According to a Scholarworks article published by Indiana University about Maurice's grandfather, Wilson Thompson ...
After years of itinerant preaching and wandering in Missouri, Kentucky, and Ohio, Wilson Thompson settled in the Connersville area about 1834 when he was in his middle forties. He still preached in many churches and was often minister to several at one time. In counties adjacent to Fayette, Rush and Franklin for example, he was long remembered as an oracle from afar, called in to revitalize flagging faith with thunderbolts of oratory.
"Old," the son, attempted to carry on his father's mission, with marginal success as the winds of religion had begun to shift. The Primitives were usually in disagreement about doctrine, it would seem.
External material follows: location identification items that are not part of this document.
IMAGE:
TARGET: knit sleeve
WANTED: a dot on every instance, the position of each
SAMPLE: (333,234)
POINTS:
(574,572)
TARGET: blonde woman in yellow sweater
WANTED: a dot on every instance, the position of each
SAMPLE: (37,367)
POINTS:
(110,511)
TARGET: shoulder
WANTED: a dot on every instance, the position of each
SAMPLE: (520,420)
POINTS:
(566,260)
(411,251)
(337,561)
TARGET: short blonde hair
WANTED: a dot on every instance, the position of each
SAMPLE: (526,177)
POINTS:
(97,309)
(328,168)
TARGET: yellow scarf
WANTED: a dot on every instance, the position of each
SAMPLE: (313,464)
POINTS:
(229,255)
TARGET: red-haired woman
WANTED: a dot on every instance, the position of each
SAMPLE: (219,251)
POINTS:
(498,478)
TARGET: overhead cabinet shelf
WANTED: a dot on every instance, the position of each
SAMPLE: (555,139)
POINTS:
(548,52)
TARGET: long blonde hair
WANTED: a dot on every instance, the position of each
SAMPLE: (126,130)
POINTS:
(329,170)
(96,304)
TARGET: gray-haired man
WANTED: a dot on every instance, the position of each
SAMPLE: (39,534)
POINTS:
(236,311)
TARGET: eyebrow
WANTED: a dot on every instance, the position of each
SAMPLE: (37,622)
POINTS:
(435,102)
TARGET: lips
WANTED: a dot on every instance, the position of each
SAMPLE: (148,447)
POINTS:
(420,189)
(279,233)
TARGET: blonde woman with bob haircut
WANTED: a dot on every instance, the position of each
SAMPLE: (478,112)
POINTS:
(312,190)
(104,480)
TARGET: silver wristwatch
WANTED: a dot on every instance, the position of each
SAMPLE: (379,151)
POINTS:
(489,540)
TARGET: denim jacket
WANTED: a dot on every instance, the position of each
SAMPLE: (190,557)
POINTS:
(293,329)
Young Maurice rambled through life as he and his brother Will tried to distance themselves from the Primitive Baptist culture. The Methodists and Presbyterians were far more influential in those years, most research concludes.
More about Maurice:
The outlines of his life help to explain his inner, personal complications. His father had been a strong-minded, strong-bodied Baptist minister who was living at Fairfield, Indiana, when James Maurice Thompson was born in 1844. Some 10 years later the family settled in Georgia where the Thompsons had acquired a plantation and lived as back-country aristocrats. Thompson's early education included some tutoring in the classics and liberal arts. But the family may have felt insecure in these years. They were never firmly established Southerners. He served three years in the Confederate army (a very young veteran of the battle of Chickamauga), but after the war he could find no future for himself in the South.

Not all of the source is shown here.